From Ft. Monroe in Virginia, an immense combined Union army and navy fleet set sail to attack and subdue Ft. Fisher, at the mouth of the Cape Fear river near Wilmington, North Carolina. The fort protected the last port available in the South for ships running the blockade. Commanding the naval portion of the operation was Rear Adm. David D. Porter; for the land portion, some 6,500 Union troops were led by Maj. Gen. Benjamin Butler, lately commander of the Union Army of the James.
Once out in the Atlantic, the fleet immediately encountered very heavy seas and storms that battered the ships. In Tennessee, some skirmishing took place near Columbia, where the Federals were unsuccessful in their efforts to cross Rutherford Creek to engage Gen. John B. Hood’s Confederates on the south side of the flooded stream. In the Shenandoah Valley of Virginia, both Confederate Lt. Gen. Jubal Early and Union Maj. Gen. Philip Sheridan detached troops to reinforce the lines at Petersburg.
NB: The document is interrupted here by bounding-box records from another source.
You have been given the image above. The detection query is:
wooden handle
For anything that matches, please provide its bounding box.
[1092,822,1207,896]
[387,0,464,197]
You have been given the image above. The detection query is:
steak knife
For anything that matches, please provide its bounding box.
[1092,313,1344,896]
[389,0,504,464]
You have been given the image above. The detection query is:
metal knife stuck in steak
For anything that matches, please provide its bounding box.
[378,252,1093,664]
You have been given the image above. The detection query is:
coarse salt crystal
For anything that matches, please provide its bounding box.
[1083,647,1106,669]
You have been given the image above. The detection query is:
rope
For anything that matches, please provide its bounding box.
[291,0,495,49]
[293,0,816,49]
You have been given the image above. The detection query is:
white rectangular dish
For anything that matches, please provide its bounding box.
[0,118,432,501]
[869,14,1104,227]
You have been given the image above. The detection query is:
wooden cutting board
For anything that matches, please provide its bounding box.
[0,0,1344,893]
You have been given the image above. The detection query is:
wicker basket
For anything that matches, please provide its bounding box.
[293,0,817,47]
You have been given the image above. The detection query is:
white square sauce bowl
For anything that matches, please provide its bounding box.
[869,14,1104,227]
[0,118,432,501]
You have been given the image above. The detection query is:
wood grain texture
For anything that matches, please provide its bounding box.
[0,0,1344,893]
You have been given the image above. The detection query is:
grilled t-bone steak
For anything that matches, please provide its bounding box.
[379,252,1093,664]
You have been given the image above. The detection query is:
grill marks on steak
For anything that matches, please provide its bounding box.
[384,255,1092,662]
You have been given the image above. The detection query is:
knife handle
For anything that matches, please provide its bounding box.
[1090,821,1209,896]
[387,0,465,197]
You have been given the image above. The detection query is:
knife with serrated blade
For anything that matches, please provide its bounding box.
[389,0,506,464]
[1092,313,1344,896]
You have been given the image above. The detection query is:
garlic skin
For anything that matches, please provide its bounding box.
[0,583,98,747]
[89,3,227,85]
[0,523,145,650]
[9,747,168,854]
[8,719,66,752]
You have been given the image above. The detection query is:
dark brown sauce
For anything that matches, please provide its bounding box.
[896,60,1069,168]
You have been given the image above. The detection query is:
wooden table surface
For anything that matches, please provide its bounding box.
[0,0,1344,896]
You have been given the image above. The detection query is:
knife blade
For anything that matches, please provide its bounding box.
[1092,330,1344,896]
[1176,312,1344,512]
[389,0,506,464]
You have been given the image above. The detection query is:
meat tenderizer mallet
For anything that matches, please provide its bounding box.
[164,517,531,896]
In compliance with Lt. Gen. Ulysses Grant’s orders, Gen. Sheridan sent Maj. Gen. Alfred Torbert and 8,000 cavalry to attack the Virginia Central Railroad at Gordonville, east of the Blue Ridge Mountains, and eliminate it as a source of supply to the Confederates under Gen. R. E. Lee.
On Tuesday, Dec. 20, a fruitless effort was made by the Federals to cut off Gen. Hardee’s escape route from Savannah across the Savannah River into South Carolina. Gen. Pierre Beauregard, with Gen. Hardee in the city, again urged evacuation of the Confederate troops. Without any Federal opposition, Gen. Hardee had his army of 10,000 hastily construct a pontoon bridge of some 30 rice flats across the river. The Confederates left behind 250 heavy guns and a huge amount of cotton. Gen. Hardee’s destination was north, towards a concentration of other Confederate troops.
The following day, Dec. 21, Maj. Gen. John Geary and his division from the 20th Army Corps entered Savannah. Gen. Sherman had been on military business at Port Royal, South Carolina, when the Confederates left Savannah; he was disappointed that Gen. Hardee and his troops had escaped. On Thursday, Dec. 22, Gen. Sherman entered the city, and almost immediately wired President Lincoln in Washington: “I beg to present you, as a Christmas gift, the city of Savannah, with 150 heavy guns, and plenty of ammunition, and also about 25,000 bales of cotton.” Gen. Sherman then had his troops replenish their supplies, fixed defenses and reorganized the army. The loss of Savannah was a tremendous psychological blow to the South.
On Dec. 23, the badly battered Union combined fleet from Ft. Monroe arrived off Wilmington, North Carolina. Gen. Butler intended to destroy Ft. Fisher and its garrison of 500 Confederate defenders, under Col. William Lamb, by floating an old ship’s hulk loaded with 215 tons of powder to the fort under cover of darkness. The powder boat was sent off but it exploded in mid-channel before reaching the fort, causing a terrific explosion but doing no damage. This was the first fiasco of the expedition, which had been plagued from the start by mistakes, storms, dissensions between Army and Navy and by Gen. Butler himself. The next day began the first of a two-day naval bombardment of Ft. Fisher, to be followed by a landing of Gen. Butler’s troops north of the fort on Christmas Day.